Our kids no longer go to camp but we discovered we can take that same route to visit our friends, The Monkees, at their cottage in the Muskokas. So our wild blueberry tradition is safe.
For those of you who have never tried wild blueberries, it is an experience you will not soon forget. They differ from cultivated blueberries in several ways. Wild blueberries are smaller, sweeter and more flavourful than their cultivated sister. They hold their shape, texture and colour better during baking. As an added bonus, they are higher in antioxidants. And, they are more expensive! (But so worth it)
Of course we bought way too many blueberries, so I had to bake then into something before they ended up in the compost heap. I am not a huge blueberry pie fan, although I do recall some amazing blueberry buns from Open Window Bakery when I was growing up in Toronto. I opted for wild blueberry coffee cake.
I know that blueberry coffee cake does not sound like the most exciting dessert, but trust me on this one. This cake is moist and dense thanks to the addition of sour cream. It is studded with tons of little blueberries and the topping is a crunchy concoction made from pecans, oats, butter, brown sugar, flour and maple syrup. And the crunch from the topping is still just as crunchy on day 2, should there be any leftovers.

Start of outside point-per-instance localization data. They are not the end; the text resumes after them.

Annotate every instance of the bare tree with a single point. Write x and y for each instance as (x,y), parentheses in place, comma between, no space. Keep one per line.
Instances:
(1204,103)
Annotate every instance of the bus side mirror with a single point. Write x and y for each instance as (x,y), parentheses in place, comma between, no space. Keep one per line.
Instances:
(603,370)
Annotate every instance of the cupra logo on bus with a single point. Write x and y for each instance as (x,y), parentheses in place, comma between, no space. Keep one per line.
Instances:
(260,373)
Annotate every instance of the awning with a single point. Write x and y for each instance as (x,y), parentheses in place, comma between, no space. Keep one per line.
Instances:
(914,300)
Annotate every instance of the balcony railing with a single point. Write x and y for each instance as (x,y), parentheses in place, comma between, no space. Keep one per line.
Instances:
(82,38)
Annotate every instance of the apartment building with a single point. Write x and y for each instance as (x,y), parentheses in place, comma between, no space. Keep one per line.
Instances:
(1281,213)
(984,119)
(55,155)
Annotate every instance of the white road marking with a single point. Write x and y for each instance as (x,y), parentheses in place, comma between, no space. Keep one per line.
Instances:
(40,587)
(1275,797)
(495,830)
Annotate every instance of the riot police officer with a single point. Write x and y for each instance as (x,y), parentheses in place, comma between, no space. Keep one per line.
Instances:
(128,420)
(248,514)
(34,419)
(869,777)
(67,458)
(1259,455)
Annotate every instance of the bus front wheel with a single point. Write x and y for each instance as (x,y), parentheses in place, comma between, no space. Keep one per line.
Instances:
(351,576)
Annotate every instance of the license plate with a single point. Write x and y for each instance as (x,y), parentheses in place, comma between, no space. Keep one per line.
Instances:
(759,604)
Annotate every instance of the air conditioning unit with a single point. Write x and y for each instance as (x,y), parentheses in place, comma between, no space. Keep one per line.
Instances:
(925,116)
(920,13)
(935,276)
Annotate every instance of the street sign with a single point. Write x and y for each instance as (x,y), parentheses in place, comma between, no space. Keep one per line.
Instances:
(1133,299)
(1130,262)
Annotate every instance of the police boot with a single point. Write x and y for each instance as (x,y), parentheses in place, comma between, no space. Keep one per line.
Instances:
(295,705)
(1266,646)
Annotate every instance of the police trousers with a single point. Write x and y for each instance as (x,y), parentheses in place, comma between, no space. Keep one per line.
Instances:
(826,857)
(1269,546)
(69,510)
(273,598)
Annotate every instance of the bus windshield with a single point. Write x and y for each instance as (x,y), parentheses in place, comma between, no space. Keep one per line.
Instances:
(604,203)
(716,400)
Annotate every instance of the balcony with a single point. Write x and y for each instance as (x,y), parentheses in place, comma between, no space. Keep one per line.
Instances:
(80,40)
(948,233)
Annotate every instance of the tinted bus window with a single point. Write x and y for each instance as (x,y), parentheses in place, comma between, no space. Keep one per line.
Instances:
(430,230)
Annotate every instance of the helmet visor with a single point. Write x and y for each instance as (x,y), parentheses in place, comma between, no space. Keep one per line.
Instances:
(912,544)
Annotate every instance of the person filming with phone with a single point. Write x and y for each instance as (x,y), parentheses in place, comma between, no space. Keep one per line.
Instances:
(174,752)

I put together a little video showing how to prepare the crumble topping. Not that video instruction is necessary, this is a simple cake to make, but just because I am having too much fun playing around with iMovie on my new Mac!
Resist the urge to eat this immediately out of the oven. Give it at least 2-3 hours to cool. You can even make it a day ahead of time, as the flavours seem to improve. It also freezes quite well. I made it last week when we had friends visiting. Everyone was full after dinner so we each had a small piece. There was still almost 3/4 of the cake left. I wrapped it up, put it in the fridge and went to bed. When I got up in the morning only about 1/4 of the cake was left. Either I have fridge mice who know how to use a knife or someone was doing some midnight snacking. I’m not accusing, I’m just saying!